Quantization is a technique to optimize machine learning models by
converting floating-point numbers (like those used in original models)
into lower-precision integers. This reduces memory usage and speeds up
computations, making models more efficient for deployment on devices with
limited resources.

StableHLO quantization follows the [LiteRT quantization
specification](https://ai.google.dev/edge/litert/models/quantization_spec),
using a uniform quantization scheme with support for both per-tensor and
per-axis quantization. It inherits its type expression from MLIR's [Quant
dialect](https://mlir.llvm.org/docs/Dialects/QuantDialect/), providing a
standardized way to represent quantized data types.

Uniform quantization maps floating-point values to integers using a uniform step
size, resulting in evenly spaced quantized values. This is achieved through an
affine ralationship using two key quantization parameters.

Uniform quantization simplifies the representation of floating-point numbers by
mapping them to integers that are evenly spaced. This mapping is achieved
through an affine transformation that uses two key parameters: **scale** and
**zero point**. The scale determines determines the step size between
consecutive quantized values. A smaller scale means the quantized values are
closer together.
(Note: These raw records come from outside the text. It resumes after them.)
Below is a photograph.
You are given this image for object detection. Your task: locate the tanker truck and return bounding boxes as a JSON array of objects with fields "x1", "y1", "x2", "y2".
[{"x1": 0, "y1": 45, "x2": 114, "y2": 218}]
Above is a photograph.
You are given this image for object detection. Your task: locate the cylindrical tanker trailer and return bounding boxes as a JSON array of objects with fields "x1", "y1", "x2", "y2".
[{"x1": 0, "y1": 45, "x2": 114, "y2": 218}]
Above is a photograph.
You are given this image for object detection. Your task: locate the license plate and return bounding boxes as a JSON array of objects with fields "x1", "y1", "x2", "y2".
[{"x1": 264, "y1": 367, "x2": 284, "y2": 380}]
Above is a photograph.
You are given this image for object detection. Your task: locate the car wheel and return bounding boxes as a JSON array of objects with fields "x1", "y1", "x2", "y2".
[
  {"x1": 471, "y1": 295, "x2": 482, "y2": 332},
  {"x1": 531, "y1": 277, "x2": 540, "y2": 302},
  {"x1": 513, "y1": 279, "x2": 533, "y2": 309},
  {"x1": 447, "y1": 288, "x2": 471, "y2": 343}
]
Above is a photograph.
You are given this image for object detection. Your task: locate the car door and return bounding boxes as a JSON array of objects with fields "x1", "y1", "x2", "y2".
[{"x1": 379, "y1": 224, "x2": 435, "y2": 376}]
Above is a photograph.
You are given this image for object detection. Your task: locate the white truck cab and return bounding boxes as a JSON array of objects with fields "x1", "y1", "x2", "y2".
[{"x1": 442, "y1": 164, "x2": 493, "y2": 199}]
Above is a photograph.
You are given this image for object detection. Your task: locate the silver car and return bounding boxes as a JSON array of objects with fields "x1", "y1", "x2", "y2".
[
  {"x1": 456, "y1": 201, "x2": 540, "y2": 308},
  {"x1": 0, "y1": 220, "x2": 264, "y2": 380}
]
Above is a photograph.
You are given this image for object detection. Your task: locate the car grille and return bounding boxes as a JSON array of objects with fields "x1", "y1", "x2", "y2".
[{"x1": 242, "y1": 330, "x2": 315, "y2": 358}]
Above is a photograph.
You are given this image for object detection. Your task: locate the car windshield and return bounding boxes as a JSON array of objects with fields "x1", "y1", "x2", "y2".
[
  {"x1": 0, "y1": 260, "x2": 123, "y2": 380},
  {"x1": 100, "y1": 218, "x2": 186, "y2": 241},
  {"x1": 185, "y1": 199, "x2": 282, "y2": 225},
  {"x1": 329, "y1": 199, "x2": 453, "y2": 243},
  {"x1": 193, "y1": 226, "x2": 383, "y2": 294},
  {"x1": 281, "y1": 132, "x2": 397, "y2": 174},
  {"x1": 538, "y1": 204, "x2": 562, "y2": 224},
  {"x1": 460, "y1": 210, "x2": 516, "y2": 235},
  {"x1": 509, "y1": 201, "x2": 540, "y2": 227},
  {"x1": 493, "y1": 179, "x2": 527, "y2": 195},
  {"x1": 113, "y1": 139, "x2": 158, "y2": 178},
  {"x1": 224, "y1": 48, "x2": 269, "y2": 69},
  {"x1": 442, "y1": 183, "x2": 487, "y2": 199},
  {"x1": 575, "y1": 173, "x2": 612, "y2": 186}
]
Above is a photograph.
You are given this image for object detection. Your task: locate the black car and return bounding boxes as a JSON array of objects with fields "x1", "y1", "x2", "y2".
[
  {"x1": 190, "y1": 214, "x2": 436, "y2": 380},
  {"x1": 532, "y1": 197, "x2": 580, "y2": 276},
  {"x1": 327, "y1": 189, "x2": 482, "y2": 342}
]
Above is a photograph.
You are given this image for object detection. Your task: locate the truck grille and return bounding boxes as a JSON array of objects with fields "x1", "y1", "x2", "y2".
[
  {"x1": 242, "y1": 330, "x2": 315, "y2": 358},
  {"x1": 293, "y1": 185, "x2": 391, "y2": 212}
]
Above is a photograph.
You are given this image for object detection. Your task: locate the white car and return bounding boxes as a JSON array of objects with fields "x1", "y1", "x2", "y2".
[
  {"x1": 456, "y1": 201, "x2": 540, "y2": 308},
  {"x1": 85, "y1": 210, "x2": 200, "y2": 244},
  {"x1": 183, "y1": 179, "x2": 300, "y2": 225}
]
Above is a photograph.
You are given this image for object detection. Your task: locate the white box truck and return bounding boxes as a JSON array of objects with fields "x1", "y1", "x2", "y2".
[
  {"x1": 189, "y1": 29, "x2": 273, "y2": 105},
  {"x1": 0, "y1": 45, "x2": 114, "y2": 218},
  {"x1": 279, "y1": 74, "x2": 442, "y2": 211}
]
The zero point defines the integer value that represents zero
in the original floating-point space.

The relationship between the original floating-point value (`real_value`) and
the quantized integer value (`quantized_value`) in uniform quantization is:

```python
real_value = scale * (quantized_value - zero_point)
```

### Per-tensor Quantization

In per-tensor quantization, a single scale and zero point are used for all the
values within the tensor. A per-tensor quantized type is expressed in StableHLO
as:

```mlir
!quant.uniform<storage_type:expressed_type, scale:zero_point>
```

**Example**: `!quant.uniform<i8:f32, 0.01:50>`

This represents an 8-bit integer (`i8`) used to store a 32-bit floating-point
number (`f32`) using a scale of `0.01` and a zero point of `50`.

### Per-axis Quantization

Per-axis quantization offers a more fine-grained approach compared to per-tensor
quantization. Instead of using a single scale and zero point for the entire
tensor, per-axis quantization assigns separate scales and zero points to slices
along a specific dimension `quantized_dimension` of the tensor. This is
particularly useful when values vary significantly across different dimensions,
allowing for better preservation of information and accuracy.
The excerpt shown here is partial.